Sepsis and related multiple organ dysfunction are a major cause of mortality and morbidity, responsible for over 215 000 deaths per year in the US. Despite growing understanding of the pathomechanism of sepsis, treatment options are still limited primarily to antibiotics, glucocorticoids, and supportive measures. There is wide consensus that mitochondrial dysfunction, so called cytopathic hypoxia, develops over the course of sepsis, and becomes the defining feature of the late stage of the process. Cytopathic hypoxia is characterized by a reversible suppression of mitochondrial complex I, ATP production and oxygen consumption which result in immunosuppression and widespread organ failure. Experimental manipulations, such as overexpression of transcription factors that enhance mitochondrial biogenesis (e.g. the mitochondrial transcription factor A, TFAM), have been found effective in models of sepsis but clinical applications are hampered by lack of suitably powerful pharmacological biogenesis stimulators. Gencia developed a recombinant form of human TFAM (rhTFAM), modified to allow it to traverse cellular barriers and to be specifically imported into mitochondria. After being injected rhTFAM enters mitochondria in all tissues examined so far and acts as a transcription factor, rapidly (within hours) increasing complex I activity, oxygen consumption, mitochondrial mass and maximum ATP output by up to 150%, while decreasing ROS production. The magnitude, speed and persistence of mitochondrial biogenesis stimulation achieved with rhTFAM are larger than with any pharmacological agents described in the literature. Behaviorally, healthy mice treated with rhTFAM increased running endurance (rotarod latency) by 300%, and there were no significant side-effects over up to 10 months of dosing even in mice aged 34 months.
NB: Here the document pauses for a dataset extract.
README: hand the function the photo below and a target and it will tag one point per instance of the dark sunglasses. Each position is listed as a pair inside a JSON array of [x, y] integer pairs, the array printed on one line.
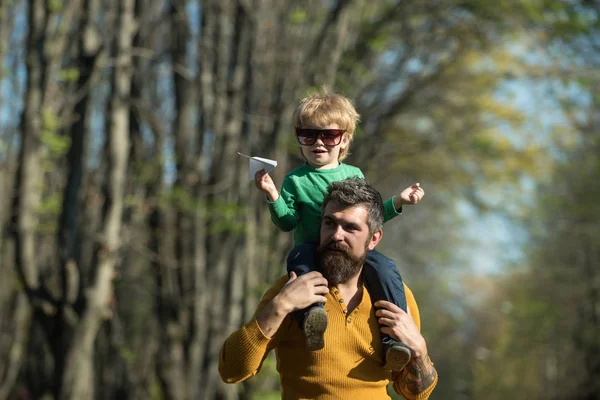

Preliminary LPS sepsis animal model experiments show significantly improved survival in mice treated with rhTFAM. In this Phase I SBIR project we will test whether rhTFAM is capable of reversing of the cytopathic hypoxia observed in an LPS model of sepsis.
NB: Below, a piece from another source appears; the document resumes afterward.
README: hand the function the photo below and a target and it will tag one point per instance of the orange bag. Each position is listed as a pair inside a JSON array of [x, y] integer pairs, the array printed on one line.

Specific aims of the project are: 1) Determine if rhTFAM treatment ameliorates inflammation, mitochondrial function, and cell death in HepG2 and human primary liver cells challenged with LPS 2) Determine whether rhTFAM treatment alters mortality in c57/bl6 mice challenged with LPS. Confirmation of a beneficial effect of rhTFAM in LPS models of sepsis would pave the way for Phase II SBIR work where rhTFAM would be used in the CLP (cecal ligation and puncture) model of sepsis.
The aims carried out under this proposal will show feasibility for rhTFAM as a treatment for Sepsis. Sepsis is a systemic inflammatory response to infection and other severe stressors, and is the leading cause of death in the ICU setting, responsible for 215,000 fatalities per year in the US. Despite growing understanding of the pathomechanism of sepsis, treatment options are still limited primarily to antibiotics, glucocorticoids, and supportive measures.